14. Turning to the facts of the case, it can be stated that the claimants have said that the vehicle was being driven by Sant Singh (non-claimant No. 5), driver of the non-claimant Nos. 1 to 3. But, this fact has not been satisfactorily established since there is evidence on record to suggest that it was being driven by Shivraj Singh. The non-claimant No. 4 (Tilak Singh) has said that the vehicle was being driven by his driver and on being asked, who was his driver, he stated that his driver was Shivraj Singh and Sant Singh alias Santu Singh (non-claimant No. 5) is his nephew. With respect to hire-purchase agreement, Hanumant Singh (non-claimant No. 2) has not been subjected to cross-examination on the line the case is sought to be put by the claimants. Therefore, in view of our conclusion, the most important factor is to be seen in such a case, who is in possession of the vehicle and who had the power to control the movement of the same and utilise the income.

15. No other questions arise for our consideration nor pressed by the learned counsel for both the sides.

16. Consequently, M.A. No. 1038 of 1997 (Bhagwan Das Tiwari v.
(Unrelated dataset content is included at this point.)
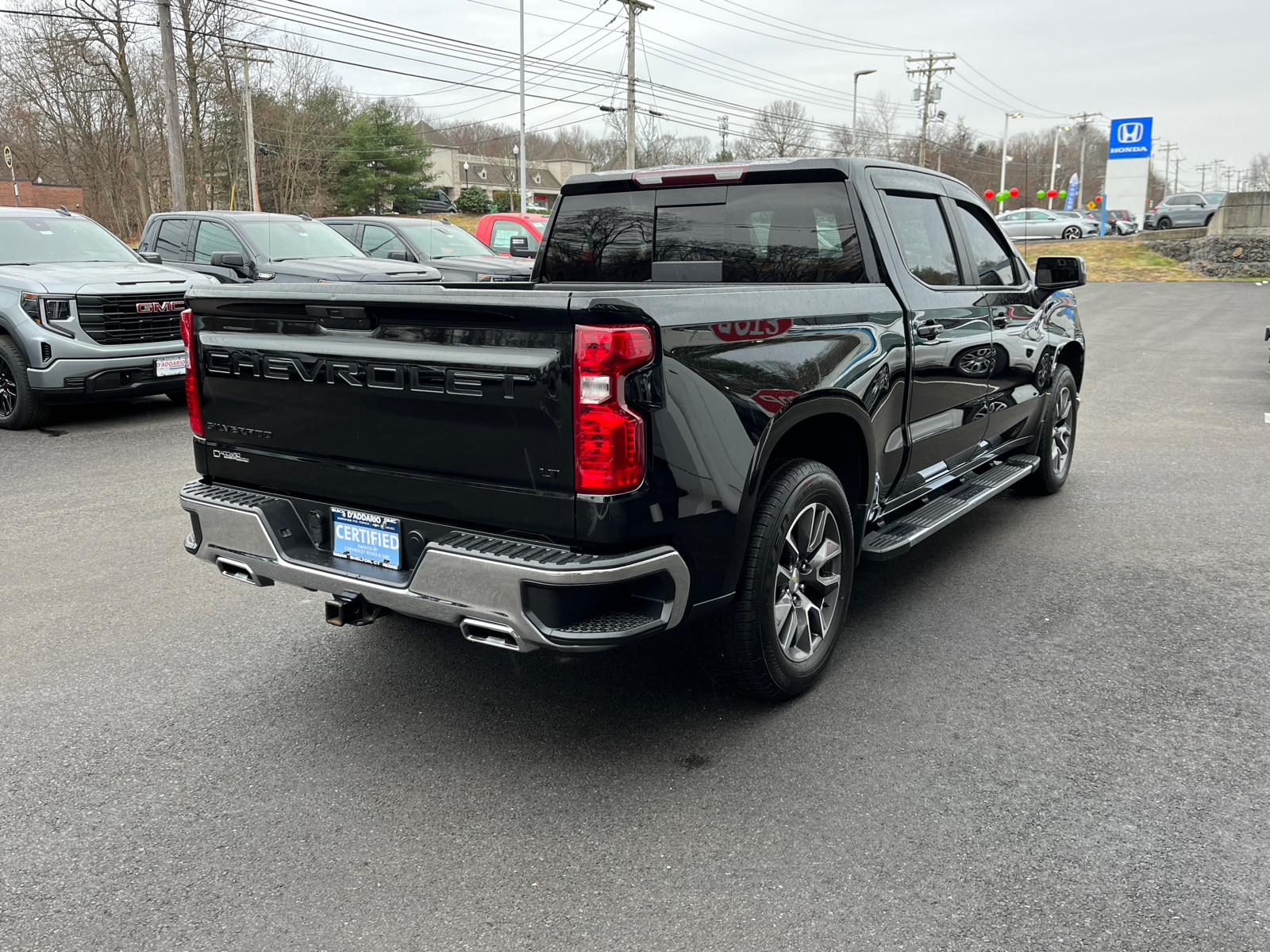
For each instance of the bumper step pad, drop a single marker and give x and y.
(907, 531)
Ratni Bai) is allowed to the extent that the liability to pay compensation would be of the non-claimant No. 4 (Tilak Singh) and not of non-claimant Nos. 1 to 3.

17. Misc. Appeal No. 1090 of 1997 (Ratni Bai v. Bhagwan Das Tiwari) is also allowed and the amount of compensation is enhanced to the extent mentioned in the preceding paras of this order. The cost of the petition shall be borne by the parties.